469-322-4391 TEXAS Mortgage, Broker, Loan Officer

Know what to expect: Mortgage Brokers vs. Mortgage Bankers

Either a mortgage broker or a loan officer can work with you when you work on your application for a mortgage loan. Because both reap the same result (a new home), it's common to confuse the two. However, it will be valuable to understand the difference between them so you know what to expect from them during the mortgage process.

Mortgage Brokers

A mortgage broker is a person or firm that is an independent agent for the mortgage loan borrower as well as the lender. A mortgage broker coordinates things between you and your lender, which can be one of the following: a bank, trust company, credit union, mortgage corporation, finance company or even an individual, private investor. Acting as a facilitator between you and your lender, your mortgage broker can match you with a credit union, bank, trust company, finance company, mortgage corporation or even a private investor. You partner with a mortgage broker to review your financial circumstance and find the lender who has the right loan for you.
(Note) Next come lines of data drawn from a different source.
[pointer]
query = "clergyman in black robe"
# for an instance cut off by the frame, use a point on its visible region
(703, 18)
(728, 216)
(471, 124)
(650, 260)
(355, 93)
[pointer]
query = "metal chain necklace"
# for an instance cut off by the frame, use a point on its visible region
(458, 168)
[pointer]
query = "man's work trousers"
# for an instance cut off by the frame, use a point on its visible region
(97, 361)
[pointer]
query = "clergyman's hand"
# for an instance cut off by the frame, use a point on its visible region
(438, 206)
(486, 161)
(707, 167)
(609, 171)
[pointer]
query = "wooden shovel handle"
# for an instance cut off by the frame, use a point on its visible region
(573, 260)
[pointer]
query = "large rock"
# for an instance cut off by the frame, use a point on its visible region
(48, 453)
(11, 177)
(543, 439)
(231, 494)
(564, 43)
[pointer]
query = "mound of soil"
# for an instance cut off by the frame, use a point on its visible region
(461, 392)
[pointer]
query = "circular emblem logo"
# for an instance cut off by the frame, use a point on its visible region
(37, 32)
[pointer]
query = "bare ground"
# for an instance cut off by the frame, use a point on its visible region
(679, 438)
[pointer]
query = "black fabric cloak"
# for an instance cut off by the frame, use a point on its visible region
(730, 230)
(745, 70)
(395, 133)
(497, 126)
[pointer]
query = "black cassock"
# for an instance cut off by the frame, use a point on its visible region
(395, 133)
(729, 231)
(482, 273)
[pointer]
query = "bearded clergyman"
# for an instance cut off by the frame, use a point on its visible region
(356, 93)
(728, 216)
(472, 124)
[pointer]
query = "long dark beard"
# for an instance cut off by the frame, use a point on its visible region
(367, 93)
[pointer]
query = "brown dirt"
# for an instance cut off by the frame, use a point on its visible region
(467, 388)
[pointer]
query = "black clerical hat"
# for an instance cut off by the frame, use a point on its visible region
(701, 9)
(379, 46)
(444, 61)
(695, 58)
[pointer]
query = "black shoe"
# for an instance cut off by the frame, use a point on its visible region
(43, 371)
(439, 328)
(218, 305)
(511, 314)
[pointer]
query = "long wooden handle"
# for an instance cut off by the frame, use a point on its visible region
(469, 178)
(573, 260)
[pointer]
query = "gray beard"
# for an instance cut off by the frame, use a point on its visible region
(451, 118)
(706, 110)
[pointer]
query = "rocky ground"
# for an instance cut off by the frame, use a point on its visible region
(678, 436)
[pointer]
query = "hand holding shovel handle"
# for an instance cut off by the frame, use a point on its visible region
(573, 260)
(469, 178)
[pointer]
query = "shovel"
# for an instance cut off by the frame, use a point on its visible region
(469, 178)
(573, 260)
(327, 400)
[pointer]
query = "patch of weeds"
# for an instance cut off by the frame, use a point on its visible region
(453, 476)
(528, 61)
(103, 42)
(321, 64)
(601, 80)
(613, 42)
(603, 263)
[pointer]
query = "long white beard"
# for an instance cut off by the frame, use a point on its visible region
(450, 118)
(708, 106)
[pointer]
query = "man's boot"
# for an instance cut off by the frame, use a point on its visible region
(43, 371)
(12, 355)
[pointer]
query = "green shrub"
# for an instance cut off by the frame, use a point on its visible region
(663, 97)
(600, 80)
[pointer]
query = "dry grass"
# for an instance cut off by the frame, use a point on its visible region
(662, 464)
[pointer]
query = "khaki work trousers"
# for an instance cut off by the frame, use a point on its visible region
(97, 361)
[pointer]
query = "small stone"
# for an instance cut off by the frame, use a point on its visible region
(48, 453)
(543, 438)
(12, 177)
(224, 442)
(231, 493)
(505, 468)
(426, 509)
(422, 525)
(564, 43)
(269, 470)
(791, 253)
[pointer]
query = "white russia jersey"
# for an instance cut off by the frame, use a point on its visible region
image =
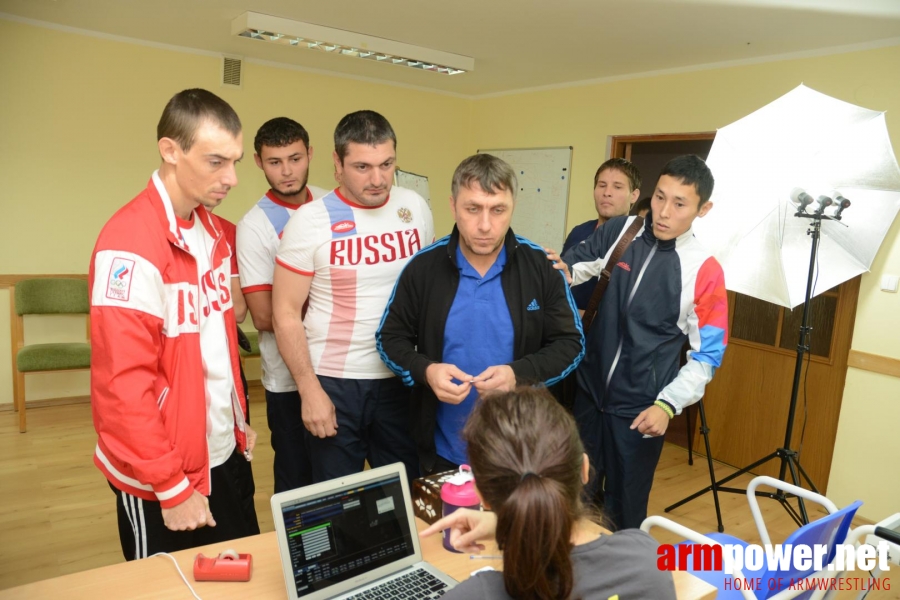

From application to closing, your mortgage broker facilitates your loan process: offering your loan application to a number of lenders, and coordinating the process with the lender through to the closing of your loan. The borrower pays a commission to the broker when the loan closes.

What is a Loan Officer?

The most important difference between a mortgage broker and a loan officer is that a mortgage banker works for a lending institution (a bank, credit union, or others) to market and process loans only originated from the programs of that institution. They may have the ability to promote loans to fit a variety of situations, but all the loans are programs from the same lender.

Also called a "loan representative" or "account executive," a mortgage banker acts of behalf of the borrower to the lending institution. From finding a loan to closing, a mortgage banker will walk a borrower through the process. Either a salary or commission is given to loan officers by their employers.